- Peter Bryan mugshot
- Born: 4 October 1969 (age 56) London, England

Details
- Victims: 3
- Date: Between 1993 and 2004
- Country: United Kingdom
- Date apprehended: Originally 1994

= Peter Bryan =

English serial killer and cannibal

Peter Bryan (born 4 October 1969) is a British serial killer with schizophrenia who committed three murders between 1993 and 2004.

==Early life==
Bryan was born in London on 4 October 1969, the youngest of seven children of immigrant parents from Barbados. He attended Shaftesbury Junior School in Forest Gate, before attending Trinity Secondary School in Canning Town. He left school aged 14 or 15 and obtained employment at a clothes stall, later moving on to teach cooking lessons at his local soup kitchen.

==Attacks==
In 1987, Peter Bryan lived in the Flying Angel, Custom House, East London. Police were called when he attempted to throw another resident from his sixth-floor window. The victim reported that the initial attack by Bryan was unprovoked. Police took no action against Bryan in relation to the attack.

In 1994, Bryan was sent to Rampton Secure Hospital after admitting to the murder of 21-year-old shop assistant Nisha Sheth, who was beaten to death with a hammer in 1993. By February 2001, the nursing staff thought he had made considerable progress regarding his "behaviour, attitude, maturity, relationships, anger and insight." Bryan was transferred from Rampton in June 2001 to the John Howard Centre after a six-month trial leave project agreed by the Home Office. He was released into the care of a psychiatrist and social worker.

After applying to a Mental Health Review Tribunal in 2002, Bryan was moved to the Riverside Hostel in north London where he was allowed to come and go as he pleased. In October 2003, psychiatrists noted there had been "a continued improvement in his mental state" and talked of plans for a move to more independent accommodation.

In January 2004, social workers applied for the transfer of Bryan to "low–support accommodation"; instead, Bryan was transferred to an open psychiatric ward at Newham General Hospital for his safety after allegations that he had indecently assaulted a 16-year-old girl. A month later, Bryan killed friend Brian Cherry on 17 February 2004, just hours after being discharged from the mental health unit. Reportedly, the victim had been dismembered and officers found a frying pan on the stove with tissue from the dead man's brain. Bryan was remanded to Broadmoor Hospital after appearing in court over Cherry's death.

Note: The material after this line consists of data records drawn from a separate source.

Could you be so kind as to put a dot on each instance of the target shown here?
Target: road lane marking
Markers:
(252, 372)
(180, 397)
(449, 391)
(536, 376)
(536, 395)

On 25 April, Bryan killed fellow patient Richard Loudwell, aged 59, while still in Broadmoor. Bryan said that if he had not been interrupted he would have eaten Loudwell's flesh. In 2011, an inquest ruled that Bryan had not been watched properly and had not been adequately assessed by Broadmoor staff.

===Trial===

On 15 March 2005, Bryan pleaded guilty at the Old Bailey to two manslaughters on the grounds of diminished responsibility. Judge Giles Forrester said: "You killed on these last two occasions because it gave you a thrill and a feeling of power when you ate flesh." Forrester sentenced Bryan to a whole-life tariff.

In 2006, Lord Chief Justice Lord Phillips overturned the whole-life tariff but said it was unlikely that Bryan, who is mentally ill, would ever be released. The sentences were changed to a minimum of 15 years. Bryan was committed to Broadmoor Hospital for treatment.